If I want to buy stocks at current price, I sold some put options to get a lower price or just net the proceed for free.


No argument with those, but both of those strategies are fancier and probably harder to understand than the perpetual deep-in-the-money calls approach, which is basically just taking out an uncallable loan (a couple of years at a time) in order to be long some more shares.

For years I just kept rolling my calls, either rolling out, or rolling out-and-up. Every so often the stock price would be high and I could roll up to a higher strike for a very reasonable interest cost, throwing off a lot of money, which I happily spent.

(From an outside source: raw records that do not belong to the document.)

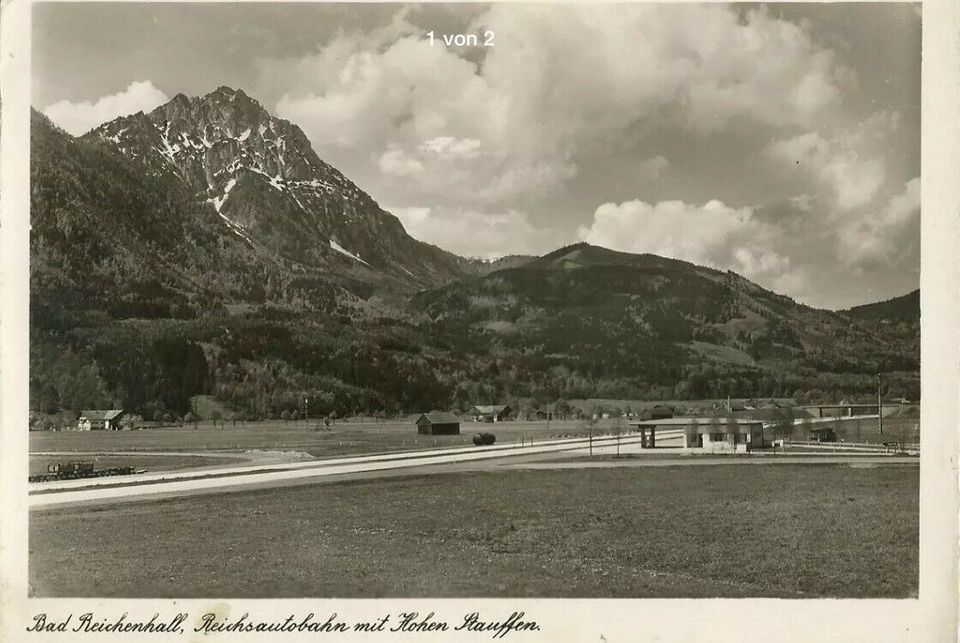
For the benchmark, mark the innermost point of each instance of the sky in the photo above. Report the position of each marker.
(779, 141)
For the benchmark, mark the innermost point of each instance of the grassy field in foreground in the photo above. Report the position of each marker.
(786, 531)
(342, 438)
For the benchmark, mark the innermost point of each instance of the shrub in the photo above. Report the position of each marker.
(484, 439)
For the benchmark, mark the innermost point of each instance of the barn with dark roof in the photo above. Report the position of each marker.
(438, 424)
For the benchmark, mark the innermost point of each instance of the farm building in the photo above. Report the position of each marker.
(438, 424)
(658, 412)
(844, 409)
(100, 420)
(823, 434)
(492, 413)
(715, 435)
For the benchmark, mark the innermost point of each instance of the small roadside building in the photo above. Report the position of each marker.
(108, 420)
(712, 435)
(492, 413)
(823, 434)
(438, 424)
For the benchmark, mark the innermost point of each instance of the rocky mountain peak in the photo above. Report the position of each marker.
(262, 177)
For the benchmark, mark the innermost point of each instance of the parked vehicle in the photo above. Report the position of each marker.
(76, 469)
(484, 439)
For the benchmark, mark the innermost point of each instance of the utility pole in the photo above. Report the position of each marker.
(879, 404)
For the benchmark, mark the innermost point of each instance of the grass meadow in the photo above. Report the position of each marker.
(812, 530)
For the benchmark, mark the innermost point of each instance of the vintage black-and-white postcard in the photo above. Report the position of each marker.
(433, 321)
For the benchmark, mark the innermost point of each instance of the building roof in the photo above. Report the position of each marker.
(837, 406)
(701, 422)
(440, 418)
(111, 414)
(492, 409)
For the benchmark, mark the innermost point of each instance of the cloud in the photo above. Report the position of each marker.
(448, 147)
(526, 117)
(713, 234)
(396, 162)
(837, 164)
(477, 234)
(888, 238)
(79, 118)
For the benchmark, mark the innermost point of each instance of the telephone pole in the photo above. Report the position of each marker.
(879, 404)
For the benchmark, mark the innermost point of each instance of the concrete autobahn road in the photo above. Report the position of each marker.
(144, 486)
(172, 484)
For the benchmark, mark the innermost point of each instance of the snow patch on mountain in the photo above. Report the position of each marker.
(219, 201)
(336, 246)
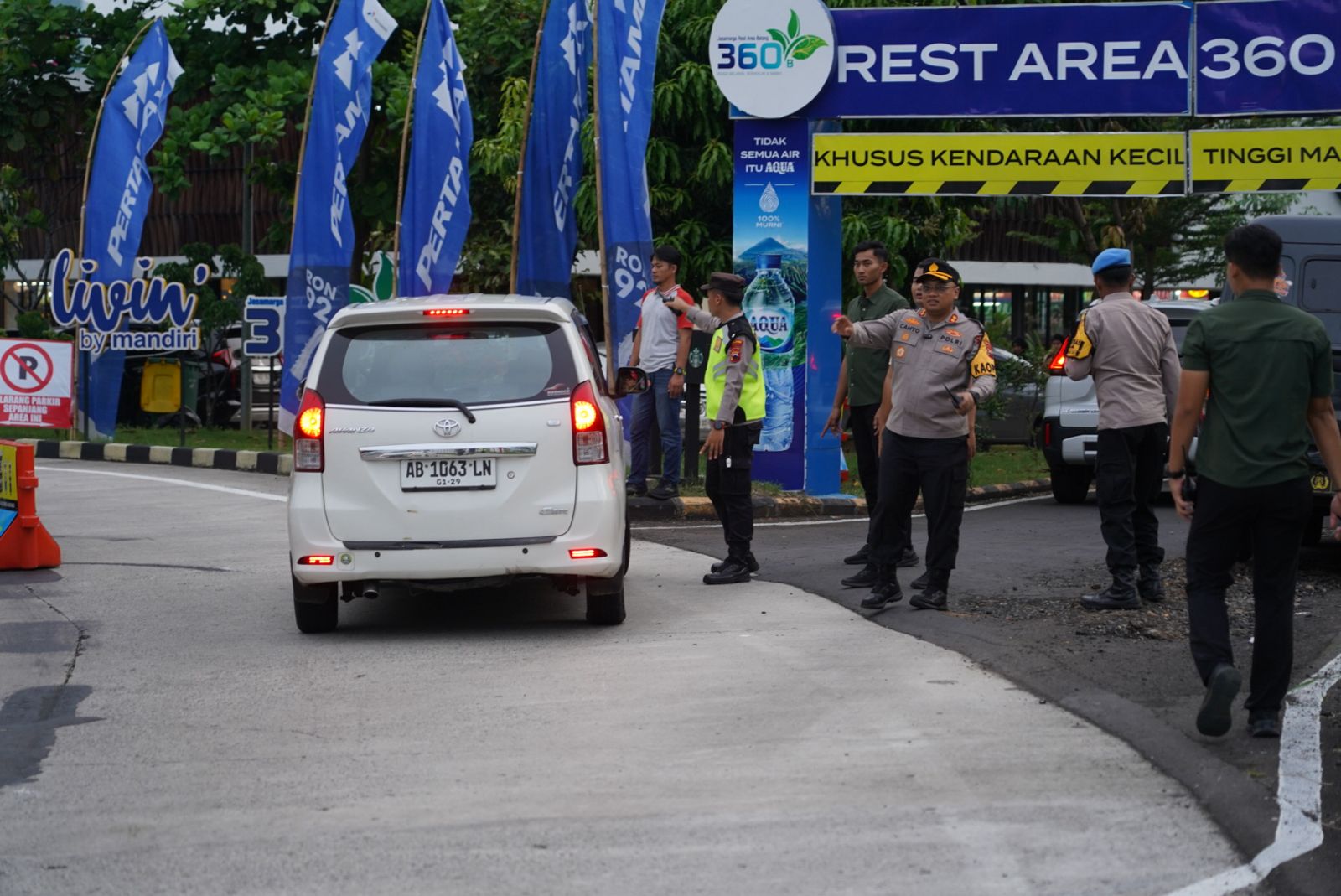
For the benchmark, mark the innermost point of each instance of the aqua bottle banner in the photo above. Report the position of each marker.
(771, 252)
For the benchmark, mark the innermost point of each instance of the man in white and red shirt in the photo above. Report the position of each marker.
(661, 349)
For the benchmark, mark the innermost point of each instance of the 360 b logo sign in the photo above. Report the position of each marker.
(784, 49)
(773, 73)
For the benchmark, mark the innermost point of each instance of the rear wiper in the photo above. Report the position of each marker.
(424, 402)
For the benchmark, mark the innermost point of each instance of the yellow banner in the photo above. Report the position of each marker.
(1115, 164)
(1253, 161)
(8, 476)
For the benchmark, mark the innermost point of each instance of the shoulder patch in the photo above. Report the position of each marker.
(983, 364)
(1080, 346)
(735, 349)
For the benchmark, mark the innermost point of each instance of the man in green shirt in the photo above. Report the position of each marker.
(862, 381)
(1267, 369)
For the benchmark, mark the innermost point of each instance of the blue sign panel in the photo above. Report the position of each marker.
(1095, 60)
(1267, 57)
(266, 315)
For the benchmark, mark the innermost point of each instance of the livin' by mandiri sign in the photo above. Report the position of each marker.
(102, 310)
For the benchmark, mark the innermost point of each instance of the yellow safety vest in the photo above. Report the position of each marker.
(751, 407)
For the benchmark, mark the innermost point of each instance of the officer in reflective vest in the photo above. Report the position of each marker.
(735, 409)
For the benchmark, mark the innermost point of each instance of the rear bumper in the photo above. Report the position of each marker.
(598, 521)
(1068, 446)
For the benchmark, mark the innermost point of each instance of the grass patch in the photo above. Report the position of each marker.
(200, 438)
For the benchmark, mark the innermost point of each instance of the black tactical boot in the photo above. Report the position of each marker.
(868, 577)
(885, 593)
(1150, 583)
(1119, 596)
(751, 563)
(734, 569)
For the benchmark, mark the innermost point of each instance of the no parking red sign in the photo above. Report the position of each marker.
(37, 382)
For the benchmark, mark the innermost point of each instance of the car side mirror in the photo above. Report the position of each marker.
(630, 381)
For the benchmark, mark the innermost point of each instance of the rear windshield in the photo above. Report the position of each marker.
(476, 364)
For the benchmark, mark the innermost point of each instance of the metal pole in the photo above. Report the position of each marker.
(526, 138)
(80, 361)
(248, 247)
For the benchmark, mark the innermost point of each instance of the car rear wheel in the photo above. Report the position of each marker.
(1070, 484)
(315, 608)
(605, 601)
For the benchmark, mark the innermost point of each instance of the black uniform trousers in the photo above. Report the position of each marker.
(728, 487)
(939, 467)
(1128, 478)
(862, 422)
(1273, 518)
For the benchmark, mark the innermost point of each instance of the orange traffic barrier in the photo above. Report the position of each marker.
(24, 542)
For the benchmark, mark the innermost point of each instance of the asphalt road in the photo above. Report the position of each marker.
(167, 730)
(1012, 609)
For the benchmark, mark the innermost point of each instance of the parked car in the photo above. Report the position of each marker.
(1069, 427)
(1311, 263)
(456, 442)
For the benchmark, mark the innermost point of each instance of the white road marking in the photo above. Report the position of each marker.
(163, 480)
(864, 521)
(1300, 791)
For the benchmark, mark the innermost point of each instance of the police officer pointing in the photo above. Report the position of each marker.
(735, 408)
(942, 368)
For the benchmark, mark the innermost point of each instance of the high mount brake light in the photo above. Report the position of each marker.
(588, 427)
(310, 435)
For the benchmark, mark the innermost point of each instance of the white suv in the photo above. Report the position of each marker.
(451, 443)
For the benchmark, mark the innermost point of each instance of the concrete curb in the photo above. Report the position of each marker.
(640, 509)
(261, 462)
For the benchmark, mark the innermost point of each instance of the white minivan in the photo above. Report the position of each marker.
(451, 443)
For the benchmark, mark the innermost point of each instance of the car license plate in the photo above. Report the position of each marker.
(447, 475)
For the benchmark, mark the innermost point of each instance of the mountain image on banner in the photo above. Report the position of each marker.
(750, 258)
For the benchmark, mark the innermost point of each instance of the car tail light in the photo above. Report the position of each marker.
(588, 428)
(310, 433)
(1057, 366)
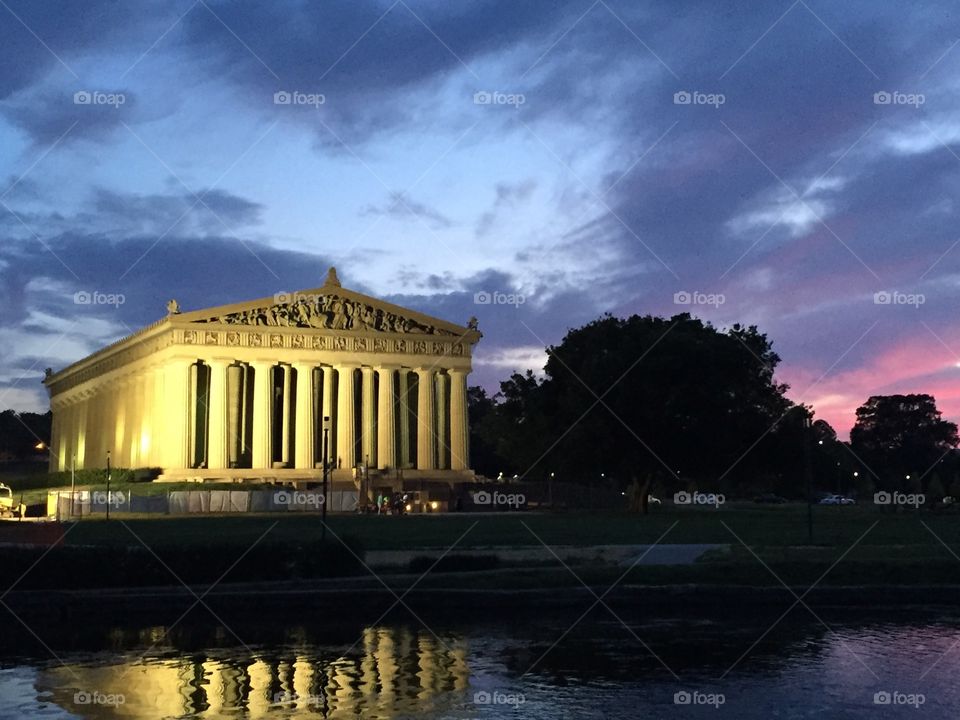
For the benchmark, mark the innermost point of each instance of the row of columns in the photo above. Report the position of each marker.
(384, 400)
(182, 414)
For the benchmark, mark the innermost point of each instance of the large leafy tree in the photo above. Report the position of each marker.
(645, 399)
(900, 435)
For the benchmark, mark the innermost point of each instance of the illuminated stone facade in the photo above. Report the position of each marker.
(251, 390)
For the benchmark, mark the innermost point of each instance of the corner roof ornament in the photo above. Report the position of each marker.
(332, 278)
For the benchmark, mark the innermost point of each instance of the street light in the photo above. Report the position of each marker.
(326, 440)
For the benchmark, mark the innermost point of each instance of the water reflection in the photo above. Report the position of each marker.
(801, 669)
(391, 672)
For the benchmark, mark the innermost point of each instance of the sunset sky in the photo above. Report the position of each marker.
(794, 166)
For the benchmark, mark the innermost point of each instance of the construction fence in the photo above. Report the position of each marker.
(82, 503)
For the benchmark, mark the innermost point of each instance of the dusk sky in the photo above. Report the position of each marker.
(794, 166)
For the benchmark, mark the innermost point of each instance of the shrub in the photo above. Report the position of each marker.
(454, 563)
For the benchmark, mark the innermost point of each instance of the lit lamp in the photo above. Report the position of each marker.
(326, 465)
(108, 484)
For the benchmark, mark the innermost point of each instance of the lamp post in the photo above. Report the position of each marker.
(326, 467)
(108, 484)
(808, 475)
(73, 482)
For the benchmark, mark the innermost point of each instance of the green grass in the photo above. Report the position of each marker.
(835, 528)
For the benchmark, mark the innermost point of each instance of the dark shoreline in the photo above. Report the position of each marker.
(321, 596)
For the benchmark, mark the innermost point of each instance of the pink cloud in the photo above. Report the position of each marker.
(918, 363)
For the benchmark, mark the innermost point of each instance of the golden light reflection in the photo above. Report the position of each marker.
(396, 672)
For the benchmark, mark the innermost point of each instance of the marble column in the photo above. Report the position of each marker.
(304, 452)
(346, 417)
(177, 413)
(386, 413)
(285, 416)
(262, 415)
(403, 391)
(443, 443)
(217, 451)
(459, 429)
(368, 431)
(234, 411)
(328, 406)
(426, 429)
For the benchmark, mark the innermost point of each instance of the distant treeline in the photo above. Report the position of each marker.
(675, 404)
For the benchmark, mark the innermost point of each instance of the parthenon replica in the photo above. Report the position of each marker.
(255, 390)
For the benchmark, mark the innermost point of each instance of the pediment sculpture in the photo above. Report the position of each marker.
(328, 312)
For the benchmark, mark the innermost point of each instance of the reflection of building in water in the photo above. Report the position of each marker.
(391, 672)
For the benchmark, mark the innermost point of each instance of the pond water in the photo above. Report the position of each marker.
(900, 663)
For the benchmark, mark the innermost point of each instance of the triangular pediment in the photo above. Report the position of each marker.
(329, 307)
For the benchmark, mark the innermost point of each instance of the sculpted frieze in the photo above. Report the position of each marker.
(328, 312)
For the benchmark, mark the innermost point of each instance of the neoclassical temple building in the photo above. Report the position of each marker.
(256, 390)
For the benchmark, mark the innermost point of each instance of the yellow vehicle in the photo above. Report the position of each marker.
(8, 508)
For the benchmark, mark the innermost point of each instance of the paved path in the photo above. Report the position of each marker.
(624, 555)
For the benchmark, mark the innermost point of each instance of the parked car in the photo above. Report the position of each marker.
(771, 498)
(837, 500)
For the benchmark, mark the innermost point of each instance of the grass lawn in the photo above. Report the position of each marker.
(835, 528)
(853, 545)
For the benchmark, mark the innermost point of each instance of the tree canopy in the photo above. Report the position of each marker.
(900, 435)
(643, 396)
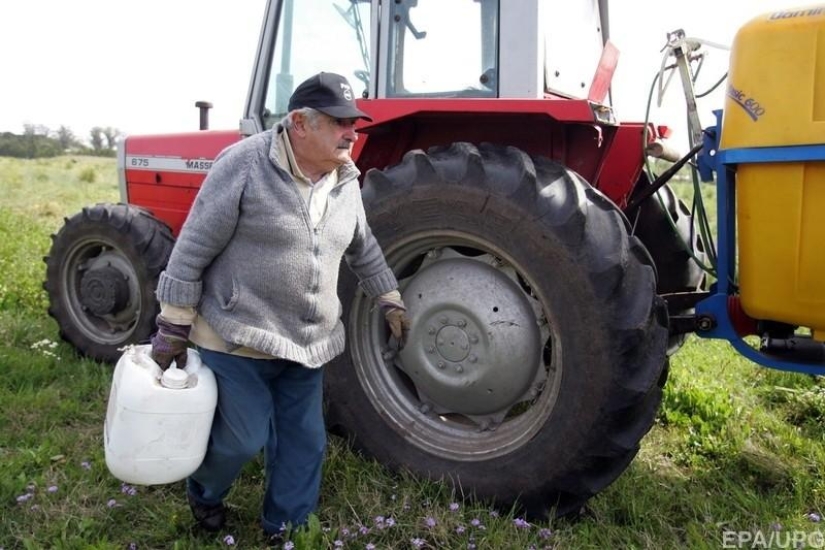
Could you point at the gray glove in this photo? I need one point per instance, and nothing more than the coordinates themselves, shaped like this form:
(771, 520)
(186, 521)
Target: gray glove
(170, 343)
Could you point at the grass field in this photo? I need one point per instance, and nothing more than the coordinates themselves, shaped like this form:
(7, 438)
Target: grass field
(735, 458)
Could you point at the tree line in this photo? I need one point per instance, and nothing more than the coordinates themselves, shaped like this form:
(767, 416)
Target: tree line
(38, 141)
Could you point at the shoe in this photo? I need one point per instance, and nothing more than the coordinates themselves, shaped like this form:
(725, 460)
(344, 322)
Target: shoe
(274, 540)
(211, 517)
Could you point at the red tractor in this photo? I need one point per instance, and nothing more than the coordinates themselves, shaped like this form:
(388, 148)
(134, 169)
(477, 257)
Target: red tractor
(507, 200)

This just meant I had the upside on more Berkshire shares than I would otherwise have had, at the cost of the implied interest rate. I would generally think of the alternatives as 100% of that position size in Berkshire shares, versus 50% in Berkshire shares and 50% in call options with 2:1 leverage. The latter gives you the upside on 1.5 times as many shares, at the cost of interest on the cost of that extra 50%. (don't forget that the implied interest cost is on only the *extra*, not the whole position). So if Berkshire rises in price on average at (say) 9%/year, and you're paying an implied interest rate of 6%/year, the "interest" is 6% on 1/3 of the shares controlled, or 2% on all of them, so you make on average 9-2= 7%/year on 1.5 times as many shares, 7*1.5= 10.5%/year on your cost basis. This can of course be pushed further with higher strike prices and/or less stock, but that example shows that how even a small amount of leverage makes a boring investment return into a quite good one.

Leverage, of course, being the main way smart people go broke. If you're going to do it, make sure the loan is uncallable and long term and cheap, and make sure the asset you buy has essentially no chance of falling in true value. If you follow those rules it's possible to make quite a lot of money without much in the way of obvious risks.